Acomplishing this feat may also be quite complex, considering the fine details of a file system, also modification times, access times, permissions (e.g. immutable file on ext2,3,4), etc, which would have to be preserved. The purpose of this tool is to provide minimum to zero intrusion into the function of the system being worked on.
Would a scripting method be better then a dedicated C program?
Would this provide some size gain for the compression? (I believe so, but depends heavily on the previous usage pattern and history of the source disk)
Would it be time consuming to run this feature? Definitely! (so in the economics of time vs size won't be a gain)
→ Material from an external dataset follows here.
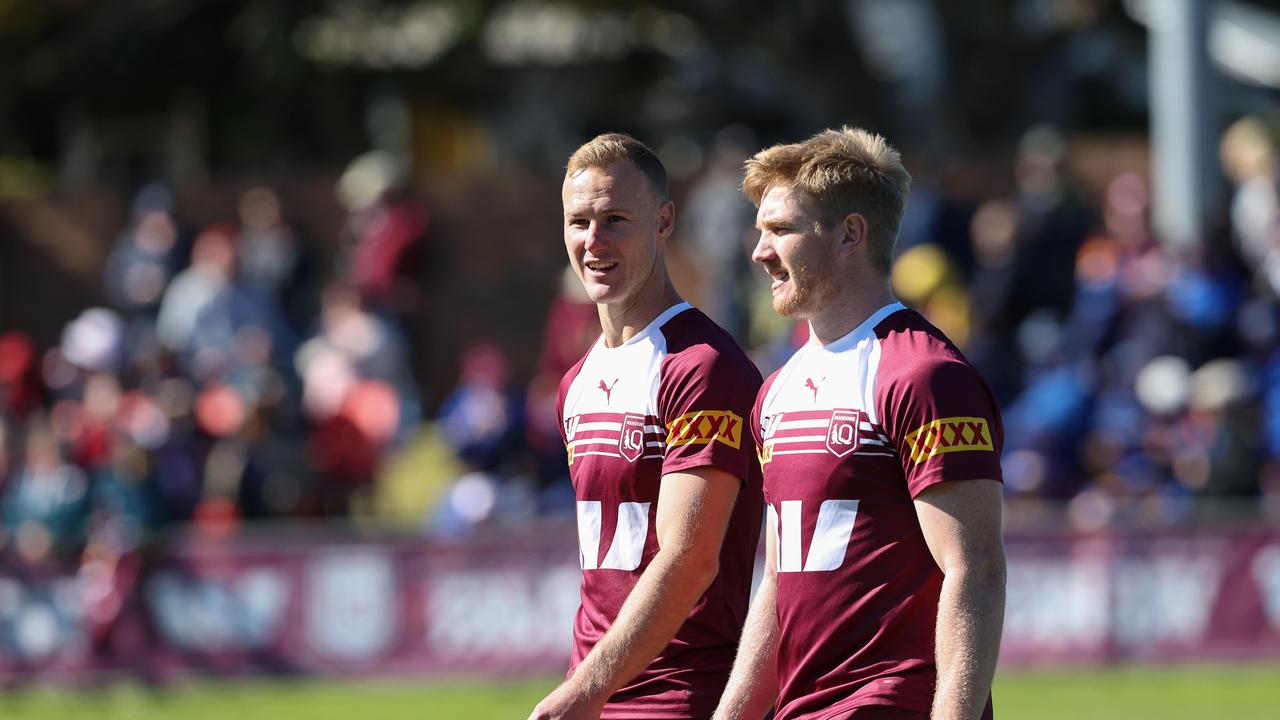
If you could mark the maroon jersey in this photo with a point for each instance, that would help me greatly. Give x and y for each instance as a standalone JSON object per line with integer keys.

Would it be worth the effort to develop it? Knowing the user base and feedback on G4L, the author definitely has more insight.
Thank you.
I've done some calculations.
My complete installation of Slackware has under /usr about 280 000 files.
Assuming a block size of 4k (4096) and assuming maximal case scenario : only 1 byte used in the last block, it sums up to about 1120000k or ~1GB.
Minimum case would be files on new disk, slack contains zeros, compress well.
I presume clean installations on new disks to yield minimum to negligible benefit.
Average case would be most files contain slack with data, let's average the above figure and get about 0.5G potential optimization.
I presume disks/partitions containing data that has changed a lot, large/huge number of files to yield benefits proportional to the number of files.
Few large files - no benefit.
Lots and lots of small files - moderate benefit
Lots and lots of small files on used disk - significant benefit proportional to number of files.